Lundin 'Very Pleased' with Barents Sea Well
Lundin has successfully completed drilling the Alta-3 appraisal well off the far north of Norway, in the southern Barents Sea in PL609.
The operator Lundin Petroleum said the well was drilled 4 km south of the original discovery well; a gas production test produced a maximum of 21mn ft3/d through a choke. No oil production test was planned.
Lundin CEO Alex Schneiter said: “We are very pleased with the latest results which indicate excellent reservoir characteristics at the re-entry well and away from the well bore. Further appraisal over the Alta discovery will be required during 2017 to fully delineate this large structure.”

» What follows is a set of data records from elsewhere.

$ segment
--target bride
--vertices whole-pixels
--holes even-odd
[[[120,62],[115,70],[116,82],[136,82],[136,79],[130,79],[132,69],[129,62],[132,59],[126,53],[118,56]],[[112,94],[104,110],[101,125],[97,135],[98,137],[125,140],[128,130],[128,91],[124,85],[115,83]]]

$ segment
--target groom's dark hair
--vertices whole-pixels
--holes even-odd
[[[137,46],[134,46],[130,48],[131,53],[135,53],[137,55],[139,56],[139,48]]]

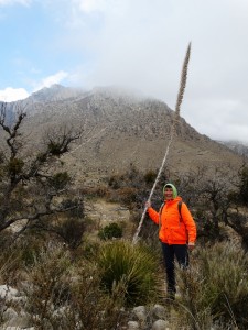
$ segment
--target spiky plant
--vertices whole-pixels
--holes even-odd
[[[122,296],[128,306],[145,304],[159,297],[159,265],[147,248],[127,241],[103,246],[98,257],[101,286],[112,295]]]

DEA Norge boss Hans-Hermann Andreae added: “We are on the right way to get an extensive overview of the reservoir.” Lundin holds 40% in PL609, with Russia-backed Germany-based DEA 30% and Japan’s Idemitsu also 30%.
Map of the southern Barents Sea, showing PL609 (Map credit: DEA)
NPD said that Lundin’s estimate after drilling the original discovery well was between 88 and 315mn barrels of recoverable oil and between 5 and 17bn m³ of recoverable gas. Lundin said the Alta discovery is estimated to hold gross contingent resources of between 125 and 400 mn barrels of oil equivalent.
NPD said that Alta-3 is a deepening of the fifth well in PL 609, a licence awarded in the 21st round in 2011. The well was drilled by the Leiv Eiriksson drilling facility, which will now proceed to drill wildcat well 7220/6-2 R, also on PL609.